名付けて「文学的・哲学的尾行」。ふとしたことから、近隣に住むサラリーマン
(美人の嫁と可愛い娘に恵まれ、絵に描いたような幸せな生活を送っている男)
が彼女のターゲットになるのだが、尾行中にこの男の不倫現場を目撃してしまい、
主人公はすぐに他人の秘密魅了されてしまう。ターゲットの尾行を繰り返して
しまう主人公だが、続けるうちに自分の生活まで壊れて行き・・・。という内容。

すごく悪意をもったあらすじ紹介だが、ハッキリ言えば「変なストーカーオンナ」
のお話。そもそも、不倫現場を発見した時点で文学的・哲学的尾行として成立する
ワケが無く、以降の尾行は単なるゲスな興味に過ぎない気がする。

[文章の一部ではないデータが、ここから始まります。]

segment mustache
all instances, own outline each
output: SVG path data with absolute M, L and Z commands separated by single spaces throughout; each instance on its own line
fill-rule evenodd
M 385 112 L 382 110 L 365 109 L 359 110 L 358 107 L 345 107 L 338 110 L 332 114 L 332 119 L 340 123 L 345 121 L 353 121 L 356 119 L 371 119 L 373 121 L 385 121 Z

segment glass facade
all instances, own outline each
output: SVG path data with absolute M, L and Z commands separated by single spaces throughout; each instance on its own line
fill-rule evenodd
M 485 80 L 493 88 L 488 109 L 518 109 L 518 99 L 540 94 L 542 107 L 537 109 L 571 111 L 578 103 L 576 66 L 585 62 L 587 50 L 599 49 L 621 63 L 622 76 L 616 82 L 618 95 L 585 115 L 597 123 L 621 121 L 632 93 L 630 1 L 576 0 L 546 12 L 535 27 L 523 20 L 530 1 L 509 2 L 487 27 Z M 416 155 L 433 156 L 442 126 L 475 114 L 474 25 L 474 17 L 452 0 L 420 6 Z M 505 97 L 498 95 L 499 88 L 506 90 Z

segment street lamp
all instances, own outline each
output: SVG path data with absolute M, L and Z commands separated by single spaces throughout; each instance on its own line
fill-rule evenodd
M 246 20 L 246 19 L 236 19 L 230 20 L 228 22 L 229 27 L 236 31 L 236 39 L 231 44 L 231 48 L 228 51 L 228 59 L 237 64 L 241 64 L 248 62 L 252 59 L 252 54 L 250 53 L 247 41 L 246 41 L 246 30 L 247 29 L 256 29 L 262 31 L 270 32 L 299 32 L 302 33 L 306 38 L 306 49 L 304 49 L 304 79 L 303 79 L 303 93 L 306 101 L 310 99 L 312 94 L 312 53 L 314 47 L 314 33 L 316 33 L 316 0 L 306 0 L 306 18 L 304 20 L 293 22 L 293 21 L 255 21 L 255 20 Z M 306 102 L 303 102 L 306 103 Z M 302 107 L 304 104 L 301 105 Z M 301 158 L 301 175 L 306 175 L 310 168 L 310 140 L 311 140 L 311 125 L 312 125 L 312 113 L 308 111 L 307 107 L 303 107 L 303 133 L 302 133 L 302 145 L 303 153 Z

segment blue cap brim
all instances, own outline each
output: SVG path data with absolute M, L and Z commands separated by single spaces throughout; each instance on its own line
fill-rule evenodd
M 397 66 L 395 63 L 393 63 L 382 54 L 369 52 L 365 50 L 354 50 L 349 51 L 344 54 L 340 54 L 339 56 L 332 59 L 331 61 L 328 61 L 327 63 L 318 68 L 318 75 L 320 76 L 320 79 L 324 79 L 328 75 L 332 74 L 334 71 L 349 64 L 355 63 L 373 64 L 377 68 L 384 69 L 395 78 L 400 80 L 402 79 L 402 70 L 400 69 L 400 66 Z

というワケで、
イマイチ設定には納得が行っておらず、途中で興味は失せると思ったのだが・・・。

なんだろう、このゾクゾクするような緊張感(^^;)。
自分が尾行されていることに気付いた時に感じる「怖さ」は充分に想像出来る。
主人公の気持ちは正直1ミリも理解出来ないが、対象者の得体の知れない恐怖
思うと、先を読まずにはいられない。自分がターゲットであったとして、それが
小娘のワケの解らない戯言によるものだと発覚したら、その時僕は怒るのか
それとも笑うのか・・・。

そんなことを考えながら読んでいたら、何故だか周囲が非常に気になった(^^;)。
誰かに意味無く尾行されてないか、電車の中でで注意を払ってしまう僕が居た。
・・・やられた、ってことなんだろうなぁ、きっと(^^;)。

おそらくこの作家の「次」を読む機会はしばらく無いと思うのだが、この作品
は心に留めておく。ただ、二重生活というタイトルに深い意味は無かったな、
きっと。そのへん、ちょっと読み違えました、ええ。